With 369 chunks, we will have just under 40% of noise chunks. For now we will treat them as wrong answers even though some questions might be answerable with this noise.

In [2]:
from utils import load_processed_data
docs_for_splitter, questions = load_processed_data()
splits = splitter.split_documents(docs_for_splitter)

In [3]:
ready_chunks = splits + noise_docs
print(f"Chunks for Chroma: {len(ready_chunks)}")

Chunks for Chroma: 950


We've prepared everything for creating the vectorstore. After this, next move is testing.

In [2]:
import os
from langchain_chroma import Chroma
from langchain_huggingface import HuggingFaceEmbeddings

persist_directory = "./chroma/06_testing_with_noise"
embed = HuggingFaceEmbeddings(model_name="google/embeddinggemma-300m",
                              encode_kwargs={'normalize_embeddings': True})
if os.path.exists(persist_directory):
    print("Loading existing embeddings...")
    vectorstore = Chroma(
        persist_directory=persist_directory, 
        embedding_function=embed
    )
else:
    print("No existing index found. Generating embeddings...")
    vectorstore = Chroma.from_documents(
        documents=ready_chunks,
        embedding=embed,
        persist_directory=persist_directory,
        collection_metadata={"hnsw:space": "cosine"}
    )

Loading existing embeddings...


In [1]:
from utils import load_mini_question_set
questions_mini = load_mini_question_set()

In [3]:
from langchain_classic.retrievers import ContextualCompressionRetriever
from langchain_classic.retrievers.document_compressors import CrossEncoderReranker
from langchain_community.cross_encoders import HuggingFaceCrossEncoder

retriever = vectorstore.as_retriever()

model = HuggingFaceCrossEncoder(model_name="cross-encoder/ms-marco-MiniLM-L-6-v2")
compressor = CrossEncoderReranker(model=model, top_n=10)
compression_retriever = ContextualCompressionRetriever(
    base_compressor=compressor, 
    base_retriever=retriever
)

In [4]:
from utils import evaluate_retrieval

In [5]:
results_no_rerank = evaluate_retrieval(questions_mini, retriever)
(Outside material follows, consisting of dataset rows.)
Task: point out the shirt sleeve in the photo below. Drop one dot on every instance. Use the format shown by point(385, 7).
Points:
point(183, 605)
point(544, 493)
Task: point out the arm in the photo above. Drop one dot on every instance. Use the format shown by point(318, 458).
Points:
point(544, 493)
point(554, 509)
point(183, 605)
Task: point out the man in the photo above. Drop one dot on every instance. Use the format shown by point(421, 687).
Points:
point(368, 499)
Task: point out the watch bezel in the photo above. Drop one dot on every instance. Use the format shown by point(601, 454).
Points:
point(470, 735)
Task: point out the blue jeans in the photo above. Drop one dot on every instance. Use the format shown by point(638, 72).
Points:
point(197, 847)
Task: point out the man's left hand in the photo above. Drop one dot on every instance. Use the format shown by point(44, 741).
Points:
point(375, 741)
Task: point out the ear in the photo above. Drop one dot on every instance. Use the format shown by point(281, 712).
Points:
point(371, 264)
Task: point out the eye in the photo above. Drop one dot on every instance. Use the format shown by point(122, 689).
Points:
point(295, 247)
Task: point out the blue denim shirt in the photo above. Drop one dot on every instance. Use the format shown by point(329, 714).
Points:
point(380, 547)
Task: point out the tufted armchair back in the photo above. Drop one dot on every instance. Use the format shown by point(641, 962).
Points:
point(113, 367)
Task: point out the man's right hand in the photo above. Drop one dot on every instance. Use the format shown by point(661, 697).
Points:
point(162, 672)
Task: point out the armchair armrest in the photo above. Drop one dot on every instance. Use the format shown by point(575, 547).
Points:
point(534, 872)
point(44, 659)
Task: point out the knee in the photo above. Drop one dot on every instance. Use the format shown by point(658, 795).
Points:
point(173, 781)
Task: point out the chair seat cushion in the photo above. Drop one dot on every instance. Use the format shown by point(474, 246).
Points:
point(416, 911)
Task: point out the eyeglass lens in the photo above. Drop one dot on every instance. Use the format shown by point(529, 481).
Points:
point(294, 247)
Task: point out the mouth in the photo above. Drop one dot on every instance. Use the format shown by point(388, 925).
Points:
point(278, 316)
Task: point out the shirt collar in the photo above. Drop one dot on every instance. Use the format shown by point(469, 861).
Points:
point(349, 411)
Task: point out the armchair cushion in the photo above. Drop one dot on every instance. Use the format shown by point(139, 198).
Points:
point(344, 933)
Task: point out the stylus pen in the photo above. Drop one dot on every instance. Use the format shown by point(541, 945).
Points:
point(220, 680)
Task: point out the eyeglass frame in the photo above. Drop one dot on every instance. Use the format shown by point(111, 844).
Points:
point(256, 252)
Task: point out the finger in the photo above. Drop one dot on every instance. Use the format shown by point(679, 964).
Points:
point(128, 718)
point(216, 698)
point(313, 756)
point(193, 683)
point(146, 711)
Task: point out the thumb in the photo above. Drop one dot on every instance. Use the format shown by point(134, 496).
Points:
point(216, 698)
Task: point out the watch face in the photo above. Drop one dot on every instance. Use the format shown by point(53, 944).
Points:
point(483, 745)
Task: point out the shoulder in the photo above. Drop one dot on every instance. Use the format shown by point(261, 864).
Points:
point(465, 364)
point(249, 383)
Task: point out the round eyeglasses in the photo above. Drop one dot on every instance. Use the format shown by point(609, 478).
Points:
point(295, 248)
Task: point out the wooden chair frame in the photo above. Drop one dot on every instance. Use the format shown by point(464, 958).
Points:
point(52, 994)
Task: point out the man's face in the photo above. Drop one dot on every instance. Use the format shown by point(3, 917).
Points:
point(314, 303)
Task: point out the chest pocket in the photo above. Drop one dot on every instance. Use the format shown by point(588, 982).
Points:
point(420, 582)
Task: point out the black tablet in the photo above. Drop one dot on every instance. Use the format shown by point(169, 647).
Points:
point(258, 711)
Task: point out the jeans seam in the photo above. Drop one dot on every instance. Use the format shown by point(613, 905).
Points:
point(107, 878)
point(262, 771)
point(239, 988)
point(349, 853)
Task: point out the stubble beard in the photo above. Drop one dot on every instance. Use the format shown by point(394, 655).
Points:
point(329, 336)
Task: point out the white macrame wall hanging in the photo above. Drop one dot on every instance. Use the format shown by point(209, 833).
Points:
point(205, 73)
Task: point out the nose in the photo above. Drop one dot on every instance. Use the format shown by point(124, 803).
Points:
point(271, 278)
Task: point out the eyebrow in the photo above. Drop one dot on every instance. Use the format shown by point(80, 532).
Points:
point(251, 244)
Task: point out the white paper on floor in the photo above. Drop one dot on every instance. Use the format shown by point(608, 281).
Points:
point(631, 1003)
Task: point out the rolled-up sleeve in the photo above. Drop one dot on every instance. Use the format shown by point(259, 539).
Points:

Starting evaluation on 350 questions...


100%|██████████| 350/350 [00:35<00:00,  9.99it/s]


--- Evaluation Results ---
MRR: 0.8088
Hit Rate@1: 72.29%
Hit Rate@3: 87.71%
Hit Rate@5: 91.71%
Hit Rate@7: 94.57%
Hit Rate@10: 95.71%





In [6]:
results_rerank = evaluate_retrieval(questions_mini, compression_retriever)

Starting evaluation on 350 questions...


100%|██████████| 350/350 [02:19<00:00,  2.51it/s]


--- Evaluation Results ---
MRR: 0.9060
Hit Rate@1: 86.57%
Hit Rate@3: 95.14%
Hit Rate@5: 95.71%
Hit Rate@7: 95.71%
Hit Rate@10: 95.71%





These results make sense, with more noise, simple system with no ranking dropped Top 1 metric by 6% when the the noise is added, we can see the progression from top 1 to top 10 is slower when noise is added, but the difference between top 10 with and without noise is 1%, meaning the noise that was added was able to muddy the water just enough to lower the top 1 and top 3, but if we retrieve enough documents, we will almost always get the target paragraph.<br>
Looking at difference between reranker systems with and without noise, difference is still noticable at top 1, but at top 3 the decrease is negligable. This makes sense, as I mentioned above, with only so much noise, we were able to still get the right document in our retrieved 10, meaning if reranker is effective enough he will be able to cut through the noise and more effectively bring us the target paragraph.